The study is also providing new insights into how rDNA itself evolves, and in general the process of concerted evolution. Concerted evolution occurs when a gene is duplicated in the genome, but instead of the two copies evolving separately they influence each other and evolve together in a concerted manner. Across the whole of life, rDNA shows concerted evolution, so the new information derived from this study will be invaluable in getting a better understanding of this mechanism.
The analysis was made possible through the development of software, called TURNIP, which was designed to handle large repetitive sequences, such as the rDNA tandem repeats in Saccharomyces yeasts. The NCYC researchers are now planning further work with Dr Rob Davey, who developed the TURNIP software, and is now based at The Genome Analysis Centre (TGAC). IFR and TGAC are two institutes on the Norwich Research Park that receive strategic support from BBSRC.

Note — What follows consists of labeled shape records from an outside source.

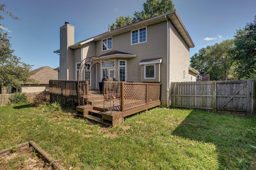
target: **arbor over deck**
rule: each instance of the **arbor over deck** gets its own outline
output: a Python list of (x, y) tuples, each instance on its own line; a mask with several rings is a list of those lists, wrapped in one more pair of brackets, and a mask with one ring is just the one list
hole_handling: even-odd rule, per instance
[[(83, 83), (85, 95), (79, 94)], [(161, 105), (161, 84), (103, 82), (103, 94), (89, 90), (86, 81), (50, 80), (51, 102), (64, 105), (67, 100), (78, 104), (77, 114), (109, 125), (122, 122), (127, 116)]]

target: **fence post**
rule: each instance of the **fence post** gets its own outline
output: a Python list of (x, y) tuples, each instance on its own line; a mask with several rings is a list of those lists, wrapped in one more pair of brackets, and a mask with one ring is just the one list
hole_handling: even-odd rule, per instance
[(216, 112), (216, 82), (212, 82), (212, 112)]
[(247, 80), (247, 100), (246, 106), (246, 115), (250, 115), (252, 114), (252, 80)]
[(121, 100), (121, 111), (124, 112), (124, 83), (123, 82), (122, 82), (121, 83), (121, 89), (120, 89), (120, 93), (121, 96), (120, 96), (120, 100)]
[(148, 84), (146, 84), (146, 104), (148, 104)]
[(173, 108), (175, 108), (175, 100), (176, 97), (175, 95), (176, 94), (176, 83), (174, 83), (173, 85)]

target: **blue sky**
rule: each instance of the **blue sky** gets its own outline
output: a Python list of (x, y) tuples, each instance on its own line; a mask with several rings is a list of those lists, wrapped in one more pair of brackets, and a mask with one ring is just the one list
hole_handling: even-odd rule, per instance
[[(107, 31), (116, 18), (140, 11), (146, 0), (2, 0), (14, 20), (1, 12), (0, 23), (11, 37), (14, 54), (32, 70), (59, 66), (60, 28), (65, 22), (75, 26), (75, 42)], [(190, 56), (207, 45), (233, 38), (236, 30), (252, 22), (255, 0), (173, 0), (195, 47)]]

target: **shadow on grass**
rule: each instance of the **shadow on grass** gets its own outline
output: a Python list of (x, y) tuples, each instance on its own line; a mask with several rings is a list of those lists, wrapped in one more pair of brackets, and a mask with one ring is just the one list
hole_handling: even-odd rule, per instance
[(32, 108), (34, 106), (31, 106), (30, 104), (26, 104), (18, 106), (13, 106), (13, 108), (15, 109), (22, 109), (24, 108)]
[(213, 144), (221, 169), (255, 169), (256, 118), (193, 110), (172, 134)]

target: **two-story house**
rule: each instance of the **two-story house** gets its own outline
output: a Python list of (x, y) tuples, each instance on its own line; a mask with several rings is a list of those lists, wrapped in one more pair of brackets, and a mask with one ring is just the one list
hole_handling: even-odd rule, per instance
[[(118, 70), (116, 79), (161, 83), (162, 105), (169, 106), (170, 82), (196, 81), (199, 74), (190, 66), (189, 49), (194, 45), (176, 11), (77, 43), (74, 34), (74, 26), (68, 22), (60, 28), (60, 48), (54, 52), (60, 55), (60, 80), (78, 80), (80, 63), (86, 58), (110, 58)], [(99, 89), (106, 70), (104, 67), (92, 68), (92, 89)]]

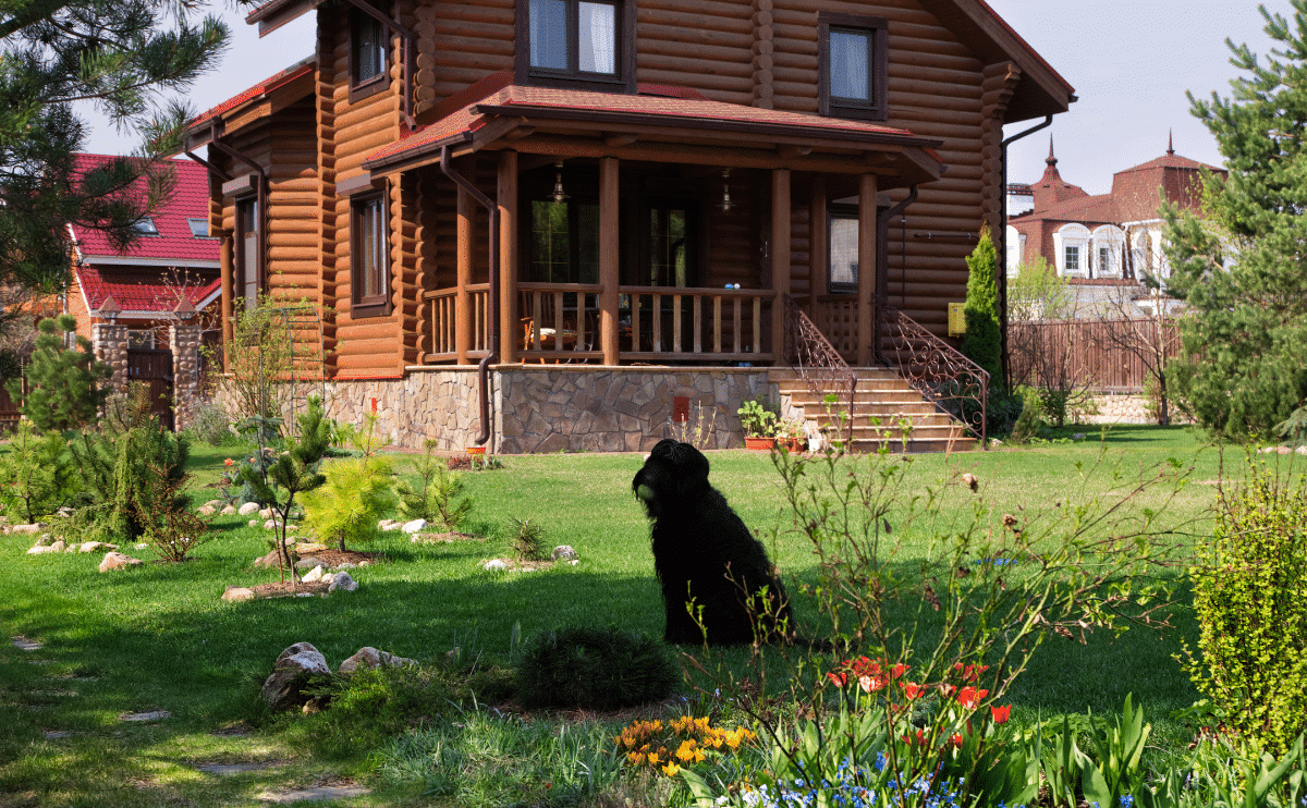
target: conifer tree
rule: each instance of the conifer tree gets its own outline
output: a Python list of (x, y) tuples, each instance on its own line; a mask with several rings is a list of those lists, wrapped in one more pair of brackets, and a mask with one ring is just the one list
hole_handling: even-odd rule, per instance
[(1226, 41), (1243, 73), (1230, 98), (1189, 94), (1230, 174), (1204, 174), (1202, 220), (1165, 213), (1168, 288), (1188, 305), (1176, 399), (1234, 439), (1269, 435), (1307, 400), (1307, 0), (1290, 1), (1291, 21), (1261, 9), (1265, 64)]
[(962, 353), (989, 373), (989, 392), (995, 395), (1002, 386), (1002, 331), (999, 328), (999, 286), (995, 273), (999, 254), (993, 248), (989, 230), (980, 231), (980, 242), (967, 256), (967, 333), (962, 337)]
[[(42, 431), (94, 424), (108, 395), (99, 383), (110, 370), (95, 361), (86, 337), (73, 337), (76, 327), (71, 314), (41, 320), (27, 365), (27, 394), (22, 392), (22, 379), (9, 379), (5, 386), (18, 411)], [(68, 348), (69, 343), (76, 348)]]
[[(159, 105), (159, 93), (188, 88), (227, 42), (217, 17), (192, 25), (191, 8), (188, 0), (0, 3), (0, 284), (64, 290), (67, 224), (103, 230), (123, 247), (166, 197), (173, 175), (161, 158), (179, 150), (193, 115)], [(77, 101), (139, 131), (137, 153), (78, 175), (73, 154), (86, 124)]]

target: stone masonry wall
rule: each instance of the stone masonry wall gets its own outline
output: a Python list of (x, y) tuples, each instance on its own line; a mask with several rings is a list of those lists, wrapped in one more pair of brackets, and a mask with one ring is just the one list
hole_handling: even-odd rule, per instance
[[(555, 451), (647, 451), (663, 438), (699, 429), (715, 448), (744, 446), (740, 416), (745, 399), (778, 401), (766, 369), (587, 367), (503, 365), (490, 370), (491, 437), (497, 454)], [(672, 424), (677, 396), (690, 404), (690, 421)], [(480, 395), (473, 367), (410, 367), (403, 379), (328, 382), (327, 414), (362, 424), (375, 412), (395, 443), (461, 451), (480, 433)], [(229, 403), (230, 404), (230, 403)]]

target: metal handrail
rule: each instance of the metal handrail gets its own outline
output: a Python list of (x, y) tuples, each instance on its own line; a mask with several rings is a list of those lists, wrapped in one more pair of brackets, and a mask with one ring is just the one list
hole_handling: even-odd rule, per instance
[(853, 391), (857, 388), (857, 375), (795, 299), (788, 294), (782, 297), (786, 305), (786, 358), (808, 386), (808, 391), (818, 399), (825, 399), (831, 390), (847, 386), (848, 404), (843, 412), (847, 413), (848, 433), (844, 446), (852, 447)]
[[(890, 332), (891, 345), (886, 353), (898, 365), (903, 380), (940, 411), (970, 429), (980, 438), (980, 447), (985, 448), (989, 373), (893, 306), (885, 306), (884, 323)], [(945, 405), (945, 401), (978, 403), (979, 411), (972, 412), (971, 420), (979, 424), (968, 422), (961, 405), (954, 412)]]

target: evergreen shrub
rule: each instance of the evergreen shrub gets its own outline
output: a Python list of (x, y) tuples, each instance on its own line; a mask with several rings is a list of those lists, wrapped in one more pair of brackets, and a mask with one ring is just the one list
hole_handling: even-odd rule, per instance
[(1249, 465), (1195, 545), (1201, 660), (1184, 656), (1225, 726), (1278, 756), (1307, 731), (1307, 479)]
[(616, 628), (567, 626), (528, 641), (518, 664), (527, 709), (612, 710), (661, 701), (681, 682), (660, 639)]

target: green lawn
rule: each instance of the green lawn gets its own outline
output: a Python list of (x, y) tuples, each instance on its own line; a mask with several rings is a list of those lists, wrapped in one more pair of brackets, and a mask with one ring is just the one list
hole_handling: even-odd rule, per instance
[[(1192, 484), (1171, 503), (1174, 524), (1201, 533), (1219, 475), (1216, 450), (1199, 451), (1180, 428), (1114, 428), (1087, 439), (1031, 448), (1000, 448), (914, 459), (908, 490), (921, 492), (957, 472), (980, 480), (995, 513), (1039, 511), (1064, 497), (1111, 497), (1120, 480), (1099, 473), (1082, 482), (1077, 463), (1138, 469), (1176, 458), (1192, 464)], [(213, 482), (223, 459), (240, 448), (196, 446), (196, 485)], [(712, 481), (752, 527), (770, 535), (787, 524), (771, 460), (744, 451), (711, 452)], [(401, 467), (412, 456), (397, 456)], [(375, 545), (388, 564), (353, 570), (361, 588), (329, 599), (305, 598), (229, 604), (227, 584), (272, 581), (256, 570), (267, 552), (261, 528), (244, 518), (214, 522), (216, 540), (183, 565), (146, 564), (99, 574), (99, 554), (27, 556), (29, 536), (0, 536), (0, 626), (44, 647), (0, 647), (0, 807), (8, 805), (244, 805), (260, 791), (336, 774), (369, 770), (366, 749), (345, 760), (312, 758), (286, 723), (254, 735), (255, 696), (277, 654), (307, 641), (335, 667), (361, 646), (435, 660), (454, 647), (506, 660), (514, 625), (521, 637), (576, 622), (613, 624), (661, 633), (661, 603), (648, 552), (648, 527), (630, 493), (640, 455), (510, 456), (505, 468), (464, 476), (476, 501), (472, 532), (484, 541), (414, 545), (387, 533)], [(1231, 468), (1239, 468), (1235, 454)], [(196, 501), (217, 496), (197, 488)], [(974, 496), (949, 489), (941, 518), (966, 520)], [(550, 545), (570, 544), (576, 566), (549, 571), (486, 573), (478, 562), (506, 556), (511, 518), (538, 520)], [(774, 560), (787, 575), (813, 574), (802, 539), (780, 533)], [(149, 550), (139, 557), (149, 558)], [(816, 616), (796, 607), (799, 617)], [(1188, 740), (1168, 719), (1196, 693), (1171, 659), (1182, 637), (1196, 633), (1188, 609), (1176, 628), (1132, 630), (1086, 645), (1052, 639), (1012, 692), (1013, 716), (1119, 710), (1134, 693), (1163, 747)], [(43, 664), (33, 664), (39, 660)], [(119, 715), (167, 710), (171, 718), (132, 724)], [(50, 732), (73, 732), (47, 737)], [(216, 778), (188, 764), (267, 760), (277, 767)], [(379, 792), (341, 804), (396, 804)], [(420, 803), (412, 795), (404, 800)], [(400, 800), (400, 801), (404, 801)]]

Together they will analyse some of the 4,000+ yeast strains held in the collection, to look for strains with potential for use in biorefining. They will be looking for yeast strains that can ferment different carbon sources (e.g. xylose), or produce novel, valuable products, and then linking these back to the information contained within the genome. And the insights provided by this new study will help to unlock this genomic potential held in yeast’s vast biodiversity.